Roane and Morgan counties had a combined 19 traffic fatalities last year.
State and local officials want to see the number of fatalities reduced, so they held a “Safe Driving” press conference at Dyllis Springs Elementary School on Friday.
“Traffic safety is public safety, so if we could just get that message out, maybe our motorists will understand that we’re here to help them,” Tennessee Highway Safety Office Director Buddy Lewis said. “All we’re asking is for them to allow us to help them by driving and obeying the traffic laws in Tennessee.”
Lewis, Tennessee Highway Safety Office Senior Law Enforcement Liaison Steve Dillard, Roane County Sheriff’s Office Chief Deputy Tim Hawn and Assistant District Attorney General Joe Caldwell all spoke during the press conference.
“We do care about your life,” Dillard said. “We care about you getting to where you’re going and wherever you travel across the state of Tennessee. We’re going to be out there doing our best to make your commute safe for you and for everyone else.”
According to the latest data, 259 people have died in traffic fatalities in Tennessee in 2023 so far. Two of those deaths occurred in Morgan County. Roane County has had one so far this year.
“I look at the total fatality numbers each and every day they come into my office, and I try to look at that and not see just a number but see a person, a human being,” Lewis said. “And what would it feel like if one of those numbers was a member of my family and that’s why I want everyone to understand that those numbers one day could be a family member of yours if we don’t pay attention to what we’re doing on the roads.”
Hawn said notifying family that a loved one was killed in an automobile crash is one of the hardest jobs for a member of law enforcement.
“Our focus is to keep our drivers safe on our roadways,” Hawn said. “We do that through education and enforcement action.”
Several members of the Tennessee Highway Patrol were also at the press conference.
“Our goal here is to reduce crashes and especially traffic fatalities throughout Tennessee,” Trooper Clint McKissack said.
McKissack went on to speak about the “big four,” which is seat belts, speeding, distracted driving and impaired driving. People should buckle up, slow down, stay off their cell phones when behind the wheel and don’t get behind the wheel if they are intoxicated.
“With those four things, we feel like that would make a huge difference,” McKissack said.
Caldwell spoke about the role prosecutions have on keeping people safe on the roads.
“I know that my boss, Russell Johnson, is committed to prosecuting these types of cases, including impairment cases,” Caldwell said.
McKissack said one thing they are doing to try and reduce the number of deadly crashes is making troopers visible in trouble spots.
“Just having a trooper in the area makes a lot of difference,” he said. “If you’ve ever been driving down the road or seen a vehicle in front of you that might be speeding and they come over a hill and see a state trooper sitting on the road, you’ll see their brake lights. It has an impact and that is probably the first line of defense against traffic fatalities, is just having that presence.”

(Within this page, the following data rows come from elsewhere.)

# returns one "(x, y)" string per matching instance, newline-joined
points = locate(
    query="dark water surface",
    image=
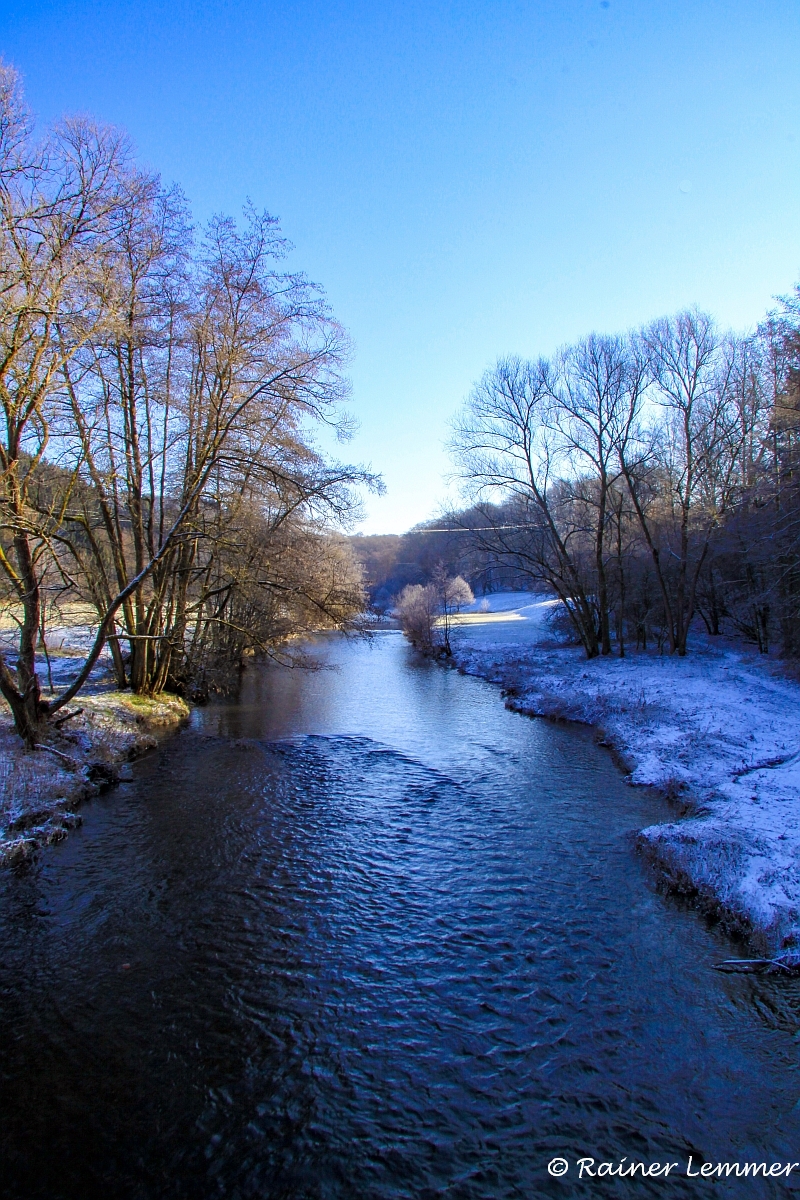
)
(367, 934)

McKissack also spoke about the importance of buckling your seat belt. That can be the difference between life or death in a car crash.

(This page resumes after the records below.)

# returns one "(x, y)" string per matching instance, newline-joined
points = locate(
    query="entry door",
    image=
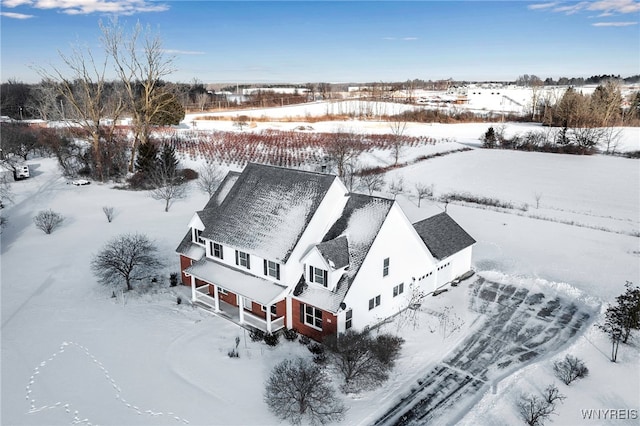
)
(246, 303)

“It doesn’t guarantee that you will survive, but it gives you one more chance,” McKissack said. “Kind of like locking your doors when you get in your car. A lot of cars are autolock. You’re 10% more likely to survive a rollover crash just having your doors locked on your vehicle because you know, those cars rollover, doors will come open.”
Lewis said press conferences like the one held at Dyllis Springs can make a difference.

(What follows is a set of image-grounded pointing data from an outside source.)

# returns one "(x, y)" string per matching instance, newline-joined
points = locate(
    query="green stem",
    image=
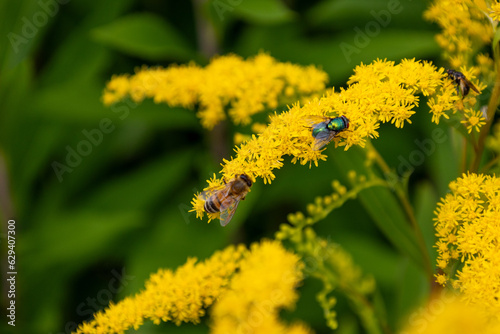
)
(403, 199)
(492, 107)
(490, 164)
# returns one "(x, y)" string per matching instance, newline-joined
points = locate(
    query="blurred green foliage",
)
(123, 205)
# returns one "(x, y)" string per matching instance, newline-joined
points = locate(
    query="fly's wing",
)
(312, 120)
(464, 88)
(323, 138)
(471, 85)
(227, 210)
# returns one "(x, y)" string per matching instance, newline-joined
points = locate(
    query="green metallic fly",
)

“We want people to know that we’re doing this because we care about their lives,” he said.
Lewis said they held a similar safe driving press conference in Cookeville recently and they have one planned in West Tennessee in the coming weeks.
“We’re taking areas that we’ve seen an increase in traffic fatalities and serious injury crashes and we’re focusing on those communities,” Lewis said. “A lot of them are rural areas and we need to get the message out. That’s what it’s all about.”
The press conference was originally billed as a Morgan and Roane safe driving event. Dillard said they plan to have one in Morgan County at a later date.